Ждать жильцов нет смысла: после смерти бабушки избу продали совсем чужим людям, о чем с ними разговаривать! И нет больше в этом городке ни единой родной души: мать и отчим тоже ушли следом за бабкою, а их общий сын, Санька, помер еще при их жизни, совсем молодым, едва минуло двадцать пять. К тому времени у него было уже трое своих ребят, он работал на автобусе в транспортной конторе. Не пил, не курил. Как-то утром жена принялась будить — а он уже отошел. С женою его, с детьми у Вадима Ильича так и не наладилась связь.

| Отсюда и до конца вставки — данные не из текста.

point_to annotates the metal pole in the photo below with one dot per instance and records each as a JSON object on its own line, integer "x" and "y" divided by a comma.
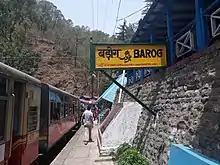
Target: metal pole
{"x": 130, "y": 94}
{"x": 123, "y": 76}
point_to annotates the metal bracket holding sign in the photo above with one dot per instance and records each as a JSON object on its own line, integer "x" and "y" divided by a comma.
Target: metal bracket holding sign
{"x": 127, "y": 56}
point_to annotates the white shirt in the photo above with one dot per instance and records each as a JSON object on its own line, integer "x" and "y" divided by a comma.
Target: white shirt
{"x": 88, "y": 116}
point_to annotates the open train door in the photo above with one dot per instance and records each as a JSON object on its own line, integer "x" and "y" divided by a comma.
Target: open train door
{"x": 17, "y": 137}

Лежа в больнице, он надеялся, что придет кто-нибудь из них: ведь о том, что он тут лечится, знали все, кому надо; ну, а эти не захотели навестить — значит, им не надо, ну и Бог с ним, как говорится…
— Я умру от печали, — сказал он вслух. — Я умру, умру, умру от печали…
Встал с лавочки, поклонился дому, и зашагал обратно.
Дорогою ему захотелось выпить: последний час, последние минуты тикают, больше никогда не видать ему ни пруда, ни приземистых избушек с трубами, с огородами на задворках, ни кособокого, с претензиями на старинный стиль, здания музея на берегу…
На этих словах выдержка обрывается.